GDPで日本を抜いて世界第2位の経済大国になった中国。13億人の人口を抱える豊富な労働力に加え、巧みな外交で国を引っ張っていく一党独裁の政治。中国が「次の」と言われた時代から、いよいよ世界の表舞台に立ってきた。

その中国で、政治が北京にあるなら、経済はココ、と言われた上海。高層ビルが建ち並ぶ街並みはまさにその「勢い」を表している。

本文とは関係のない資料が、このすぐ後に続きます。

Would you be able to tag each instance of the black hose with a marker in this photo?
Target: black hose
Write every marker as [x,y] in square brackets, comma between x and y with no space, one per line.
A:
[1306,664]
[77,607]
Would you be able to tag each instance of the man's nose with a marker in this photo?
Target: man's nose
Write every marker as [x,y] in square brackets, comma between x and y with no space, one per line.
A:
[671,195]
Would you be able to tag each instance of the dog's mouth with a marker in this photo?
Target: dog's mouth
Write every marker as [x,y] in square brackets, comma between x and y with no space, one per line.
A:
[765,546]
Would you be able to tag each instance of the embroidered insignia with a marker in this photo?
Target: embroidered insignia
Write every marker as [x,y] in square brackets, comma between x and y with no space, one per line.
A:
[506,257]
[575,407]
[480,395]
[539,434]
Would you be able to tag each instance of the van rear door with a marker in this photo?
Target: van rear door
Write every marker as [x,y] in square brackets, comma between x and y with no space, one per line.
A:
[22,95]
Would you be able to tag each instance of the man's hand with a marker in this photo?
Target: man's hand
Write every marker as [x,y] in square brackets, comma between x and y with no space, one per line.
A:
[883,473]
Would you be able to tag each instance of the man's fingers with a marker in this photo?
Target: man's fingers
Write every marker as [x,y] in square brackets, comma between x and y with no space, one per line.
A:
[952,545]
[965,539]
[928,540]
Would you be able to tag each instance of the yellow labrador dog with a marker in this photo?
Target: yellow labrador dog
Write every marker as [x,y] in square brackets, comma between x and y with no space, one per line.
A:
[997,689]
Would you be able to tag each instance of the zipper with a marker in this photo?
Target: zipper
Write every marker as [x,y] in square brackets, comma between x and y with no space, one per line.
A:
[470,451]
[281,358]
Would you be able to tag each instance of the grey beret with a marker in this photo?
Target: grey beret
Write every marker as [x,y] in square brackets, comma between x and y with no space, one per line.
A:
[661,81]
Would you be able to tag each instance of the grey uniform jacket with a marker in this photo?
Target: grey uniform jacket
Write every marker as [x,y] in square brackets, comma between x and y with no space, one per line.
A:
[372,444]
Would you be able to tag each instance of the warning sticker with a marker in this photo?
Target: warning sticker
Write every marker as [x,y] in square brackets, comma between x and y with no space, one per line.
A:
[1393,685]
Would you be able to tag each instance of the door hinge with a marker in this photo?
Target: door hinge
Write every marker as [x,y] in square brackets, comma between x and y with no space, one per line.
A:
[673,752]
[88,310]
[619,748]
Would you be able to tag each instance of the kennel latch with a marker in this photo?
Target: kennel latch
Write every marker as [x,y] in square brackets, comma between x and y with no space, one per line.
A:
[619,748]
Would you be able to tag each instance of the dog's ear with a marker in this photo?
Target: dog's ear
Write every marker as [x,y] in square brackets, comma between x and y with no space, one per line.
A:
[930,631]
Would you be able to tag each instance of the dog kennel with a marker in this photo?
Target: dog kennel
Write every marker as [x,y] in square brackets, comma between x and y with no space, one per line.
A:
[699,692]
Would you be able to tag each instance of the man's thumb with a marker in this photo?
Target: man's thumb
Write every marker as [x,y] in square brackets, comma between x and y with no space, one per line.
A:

が、歩いていける範囲に、同じ上海には「市民の生活」があり、そこは昔カンフー映画でみたかのような暮らしぶり。都市部と生活圏内エリアが妙な混在を見せる。

そして今、それ以上の混在があるように見える。

経済特区としていちはやく「世界に触れてきた」街。その上海の成功を機に、様々なものが北京へ移ろうとしている。またその逆もある。今まで特別だったものが、中国の国として「統一」されようとする動き。

その間で「世界」と「中国」の混在も見せる。

また、若者の人口比が多い「国家としての勢い」が様々な形を作ったが、その山なりのグラフも下降へと向かう時代。少子化(ひとりっこ政策)と高齢化社会の間で、武器だった13億人という人口が地雷にもなりうる。その翳りゆく面との混在も、この先数十年後にはやってくる。

地下鉄に乗って移動すれば、白いランニングシャツ一枚でウロウロできる「顔」が、昔ながらの上海なんて呼ばれる頃、世界の中心で熱く勢いのある国はどこなのか。そんなことを考えながら歩くには、「今の上海の混在」がもっとも似合うと思う。